The actual choice of hard drive will depend upon what is actually needed, so it is worth thinking about what you want it do do. If it is to be kept for a while, then it is worth making sure that it will cater (as well as you can guess at the moment) for future requirements as well.
- Storage size : Possibly the most important specification is the size. Today, this is most likely to be measured in TeraBytes, TB. Sizes of 1, 2, 4 and 8 are relatively easy to buy, ad other sizes may be available for those who need more. When selecting the memory size, make sure it is large enough to accommodate what is needed today, and also for the expected life of the external hard drive.
- Physical size: Normally external drives for computers are relatively small, but the physical sizes will normally be quoted into e sales entry month e website if this is important - it is always best to check anyway.
- Computer interface: The most common interface for external hard drives for computers is a USB. With USB 3 now providing much higher speeds, many drives come with USB connections. Make sure your computer can interface to the required connector. Some higher capacity drives may use a Firewire or possibly other interface, so whatever the drive, check what it can connect to.

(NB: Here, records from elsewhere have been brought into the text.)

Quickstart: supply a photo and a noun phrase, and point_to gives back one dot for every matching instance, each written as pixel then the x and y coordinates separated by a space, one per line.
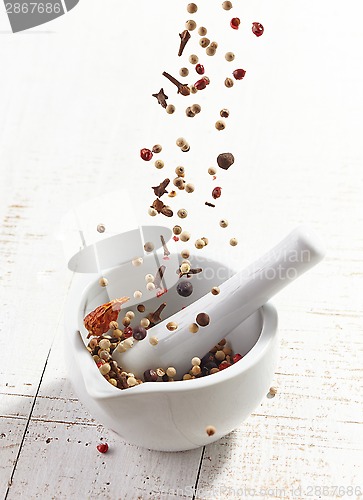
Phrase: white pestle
pixel 239 297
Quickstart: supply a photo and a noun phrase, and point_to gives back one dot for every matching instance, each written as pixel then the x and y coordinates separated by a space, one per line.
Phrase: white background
pixel 75 108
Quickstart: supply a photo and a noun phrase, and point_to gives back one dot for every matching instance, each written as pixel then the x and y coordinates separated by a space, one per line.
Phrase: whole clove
pixel 161 208
pixel 161 97
pixel 160 189
pixel 183 89
pixel 184 39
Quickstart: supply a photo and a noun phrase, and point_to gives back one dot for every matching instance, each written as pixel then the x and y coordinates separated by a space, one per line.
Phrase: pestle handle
pixel 239 297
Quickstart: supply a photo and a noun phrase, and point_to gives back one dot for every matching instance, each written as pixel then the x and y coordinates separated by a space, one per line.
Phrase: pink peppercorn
pixel 216 193
pixel 128 332
pixel 257 29
pixel 199 69
pixel 146 154
pixel 200 84
pixel 102 448
pixel 239 74
pixel 235 22
pixel 236 357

- Reliability: One of the key factors about the operation of an external hard drive is its reliability. If it is likely to lose the data then this could be a disaster, especially if it is used as a backup. One way to help assure this is to use what is termed a RAID drive. This essentially consists of two drives which mirror each other so that if one fails, the data is still preserved on the other and can be extracted. Obviously RAID drives are much more expensive, but might be worth the investment for critical data.
- Security: If data to be stored on an external hard drive is in any way sensitive and needs a good level of security, then encrypting he data stored on it is a wise idea. There are many drives available that a re compatible with a variety of software encryption solutions and this meets the requirements for most situations. However for the highest levels of security, hardware encryption is needed and there are several external hard drives that offer this as a solution.

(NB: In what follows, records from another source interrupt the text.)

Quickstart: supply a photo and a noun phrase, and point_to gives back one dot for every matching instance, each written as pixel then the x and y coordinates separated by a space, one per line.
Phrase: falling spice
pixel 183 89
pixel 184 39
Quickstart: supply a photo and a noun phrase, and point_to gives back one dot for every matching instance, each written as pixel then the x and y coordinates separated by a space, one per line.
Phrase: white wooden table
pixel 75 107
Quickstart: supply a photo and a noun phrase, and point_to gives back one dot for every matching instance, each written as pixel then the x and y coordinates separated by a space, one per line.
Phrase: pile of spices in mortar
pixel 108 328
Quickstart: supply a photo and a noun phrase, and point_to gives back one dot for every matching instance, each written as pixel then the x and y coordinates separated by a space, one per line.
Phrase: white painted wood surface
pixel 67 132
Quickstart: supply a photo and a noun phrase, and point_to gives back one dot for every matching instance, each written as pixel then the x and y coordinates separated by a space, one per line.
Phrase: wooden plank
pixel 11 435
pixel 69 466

- Wi-Fi connectivity: Whilst most external hard drives utilise a wired connection, some are able to provide Wi-Fi connectivity. This can be very useful in some instances.
If the external hard drive is to be used as a backup, check whether it includes backup software and for what operating system: Windows, iOS, Linux etc and whether this is right for the associated computer. Also beware that not all backup drives include the software - sometimes this may need to be bought online for an additional fee.
External computer hard drives can be bought at very reasonable prices, and normally they are very reliable, although any failure can be disastrous. There is a good selection of these external hard drives, so with a little research on what is needed, a really good purchase can be made. Competition between the different manufacturers is stiff, so there are some good deals to be had.